Cybercriminals Use Green Padlock Icon to Trick Victims
- The green padlock icon has been associated with security for quite some time.
- Although Google has abandoned it for its Chrome browser, the icon continues to be considered as an indicator of safety.
Criminals are exploiting this belief and branding fraudulent sites with the green padlock icon.
What is the green padlock icon?
The green padlock represents that the data exchanged with the website in question is encrypted.
- Although this represents encryption, the existence of this icon does not mean that every site with this icon is secure.
- Even when you see the icon, it is always a good practice to check the address bar for typos of legitimate websites to check if you’re accessing a phishing site or not.
What is happening?
With criminals looking for new ways to convince victims to click on phishing links, the use of the green padlock icon has shot up.
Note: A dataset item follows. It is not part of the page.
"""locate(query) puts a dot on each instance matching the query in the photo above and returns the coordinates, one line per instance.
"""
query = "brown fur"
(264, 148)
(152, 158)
The availability of free certificate services has made this quite easy, especially during the holiday season when scams are on the high along with sales and promotional emails.
“The bad actors are getting these phishing domains and registering them. Then they are standing up phishing sites on those domains that are essentially clones of the various e-commerce sites to fool the end user into believing they're on a legitimate e-commerce site,” say security experts.
How you can stay safe
Companies and individuals must do their part to stay protected from this type of fraud.
- For individuals, the most basic thing to do would be to avoid clicking on suspicious links, especially those that seem too good to be true.
- Organizations can add a layer of security by scanning for suspicious domains and filtering them out before the employees have a chance to access them.
- Researchers also recommend monitoring the behavior of password managers. If they refuse to provide saved credentials for sites, this may be an indication of the site not being legitimate.